A volume-based business model isn’t all that effective.  An organization that will remain nameless spent a whole year mailing and emailing some of their constituents less frequently.  When we looked at a year’s worth of numbers, they had sent 30% fewer emails to this test audience.  The drop in gross online revenues?  Two percent — within the margin of error.

You are paying– internally or externally– for someone to write, design, and send those emails.  And don’t get me started on the approval process.  Imagine what you could do with the extra time you could save doing 30% fewer emails.  My guess is it’s better than “increase digital revenues by two percent.”

Similarly, M+R’s benchmarking study found that volume of fundraising emails went up 24% from 2015 to 2016. And click-throughs went down 12%.  Like a treadmill, if you increase the speed, you must run faster just to stay where you are.

Matches aren’t all that effective.  I used to think they were because I tested them against non-matches.  However, when tested against lead gifts —when you announce there is a significant lead donor and don’t use that as a match— they tend to lose.  Steffen Huck and colleagues found that lead gifts work better than matches.  And you can even improve on this as Uri Gneezy and colleagues did when they tested the claim that the lead gift covers the overhead for the campaign.

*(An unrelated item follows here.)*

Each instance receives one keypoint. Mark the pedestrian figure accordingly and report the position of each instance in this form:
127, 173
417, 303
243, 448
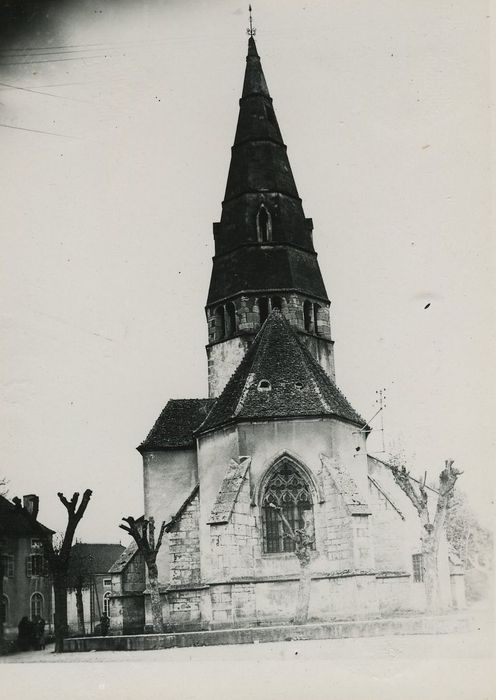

You might also be emailing a match to your entire email file.  That’s a no-no.  Dean Karlan and colleagues found that matches improve performance among active donors. They have no impact or a negative impact among lapsed donors or acquisition donors.

Technique-based appeals often crowd out the “why” of giving.

To the last point, match appeals probably only work for active audiences because they don’t tell you why to make a gift – -they tell you when.

Here’s an actual December email, with only the name of the organization and the amounts taken out:

“All gifts doubled. Give now >>

“December is a big fundraising month for XXX, and right now, we’re behind. The 15th of the month is almost here, but we’ve only raised XXX—leaving us XXX behind.

“Will you help?

“2017 is going to be a big year for us, but only if we can hit our goals. The mid-month milestone is a pivotal moment for our fundraising. And if we start the second part of the month behind, it will be hard to catch up.”

If you can guess the organization who sent this, you are a better person than I.  I’ve run digital campaigns before.  The person two doors down from me didn’t care if I hit my goal.  Why do you think someone in Smyrna, Georgia is going to care if you don’t explain why?

We had the pleasure of seeing results from a seven-email, matching-gift campaign that ran recently. The differences between the emails were wild—some emails from early in the series performed five, even 10, times better than others. They explained that they’d used some of their most effective messaging from earlier in the year in those emails, whereas the others were messaging they were simply trying.

Not shockingly, message trumped technique.  There are even more reasons to tamp down your match fever here.

I know.  Believe me, I know.  You don’t want to mess with your formula as you enter The Most Important Digital Fundraising Season of the Year™.

But I would encourage you to test.  Take a cohort out of one or two emails.  Try writing one of the email tests like a human instead of an Excel spreadsheet that gained sentience when lightning struck it.  Or test a new behavioral science technique, like some of the ones we’ll be talking about later this week.

Remember, Santa leaves coal for the nonprofit direct marketers who aren’t looking to try new things.